𝐏𝐑𝐎𝐋𝐎𝐆𝐔𝐄
𝐀𝐒-the golden-haired girl awoke, her body drenched in heavy, saline sweat that trickled down her glistening forehead, she realized with a sinking heart that the world she once knew was nothing more than a distant memory.
Her delicate frame was encased within a claustrophobic, cage-like structure—a makeshift prison crammed to the brim with supplies. The confined space felt suffocating, the air stale and heavy, amplifying the dread that coursed through her veins.
She had no memory of who she was or where she might be, but one thing became glaringly clear:
Nothing about this was good.
As though the cage could read her very thoughts, it began to ascend with a jarring speed, faster and faster until her surroundings blurred into a nauseating whirl. She stumbled, her legs giving way, and her head collided with a jagged edge of the cold metal. Pain exploded through her skull, a searing agony that pulled her into a suffocating darkness—a darkness as absolute as a void stripped of stars, void of life’s faintest glimmer.
When she finally stirred, sparks of pain rippled through her body, radiating from the sharp wound on her head. Her eyes shot open, her senses returning in disjointed fragments. The world around her swam into focus. She found herself in a tiny hut, sparsely furnished with only a battered chair and shelves lined with vials of medicine. The air smelled faintly of herbs and alcohol, a sharp, sterile scent that did nothing to calm her mounting panic.
Without a second thought, the blonde-haired girl bolted, ignoring the throbbing ache in her skull. Adrenaline coursed through her veins, drowning out her pain as her bare feet pounded against the rough, uneven ground.
But then she stopped abruptly, her breath hitching in her chest. Looming before her were enormous stone walls, their surfaces covered in a dense blanket of ivy, the green tendrils twisting and coiling like living chains. She stood frozen, her wide eyes darting from one corner of the towering barrier to another.

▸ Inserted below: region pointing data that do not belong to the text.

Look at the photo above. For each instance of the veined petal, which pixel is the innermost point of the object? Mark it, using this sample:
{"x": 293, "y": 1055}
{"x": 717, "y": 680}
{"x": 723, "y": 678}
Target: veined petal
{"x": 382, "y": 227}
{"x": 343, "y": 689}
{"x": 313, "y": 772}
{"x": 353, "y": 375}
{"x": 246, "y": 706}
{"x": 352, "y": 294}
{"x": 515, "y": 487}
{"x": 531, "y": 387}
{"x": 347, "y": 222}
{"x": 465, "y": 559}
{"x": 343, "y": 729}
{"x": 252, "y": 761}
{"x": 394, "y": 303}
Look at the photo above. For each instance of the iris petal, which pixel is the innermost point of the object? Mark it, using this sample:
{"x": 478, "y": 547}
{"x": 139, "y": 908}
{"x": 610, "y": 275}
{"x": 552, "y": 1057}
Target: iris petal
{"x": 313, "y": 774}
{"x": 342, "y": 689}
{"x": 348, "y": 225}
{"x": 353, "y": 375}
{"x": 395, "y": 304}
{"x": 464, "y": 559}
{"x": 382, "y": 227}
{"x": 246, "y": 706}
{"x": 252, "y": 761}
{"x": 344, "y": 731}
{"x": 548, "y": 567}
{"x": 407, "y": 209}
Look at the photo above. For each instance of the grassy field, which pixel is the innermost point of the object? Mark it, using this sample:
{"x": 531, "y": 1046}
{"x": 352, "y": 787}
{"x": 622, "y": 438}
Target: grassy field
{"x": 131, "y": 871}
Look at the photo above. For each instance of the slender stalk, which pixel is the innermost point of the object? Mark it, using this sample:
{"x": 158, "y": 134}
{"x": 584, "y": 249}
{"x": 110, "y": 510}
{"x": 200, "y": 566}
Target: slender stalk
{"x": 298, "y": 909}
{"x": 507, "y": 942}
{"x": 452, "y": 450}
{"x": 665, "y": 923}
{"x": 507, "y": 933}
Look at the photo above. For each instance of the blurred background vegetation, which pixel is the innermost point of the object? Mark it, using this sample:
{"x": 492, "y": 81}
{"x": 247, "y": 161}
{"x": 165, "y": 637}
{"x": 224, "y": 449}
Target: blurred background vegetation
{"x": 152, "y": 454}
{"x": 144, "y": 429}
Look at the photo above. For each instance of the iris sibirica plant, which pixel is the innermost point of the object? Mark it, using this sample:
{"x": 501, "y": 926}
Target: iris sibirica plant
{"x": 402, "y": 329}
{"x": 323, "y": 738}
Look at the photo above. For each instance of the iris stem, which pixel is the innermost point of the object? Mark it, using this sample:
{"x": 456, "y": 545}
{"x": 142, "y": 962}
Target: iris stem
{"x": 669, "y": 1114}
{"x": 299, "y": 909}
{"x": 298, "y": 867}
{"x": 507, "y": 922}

Her breathing grew ragged, each gasp of air more strained than the last. The oppressive walls seemed to press inward, and as her lungs struggled to draw in oxygen, her vision blurred with pinpricks of light—like stars invading the daylight.
The world spun, and just as her legs began to wobble beneath her, a sound cut through the suffocating silence. Laughter. Deep, mocking laughter echoed all around her, resonating off the stone walls. It was deafening and inescapable, like the taunts of unseen phantoms.
What unsettled her most, however, wasn’t the sound itself but the strange familiarity of the voices. Every laugh belonged to boys—voices she should have recognized but couldn’t place, as though her mind were playing cruel tricks on her.
For the first time, she felt truly cornered, like a trapped animal under the watchful eyes of predators.
Her pulse raced, her thoughts scattered like shards of broken glass. What was this place? Who were they?
And most importantly, how would she escape?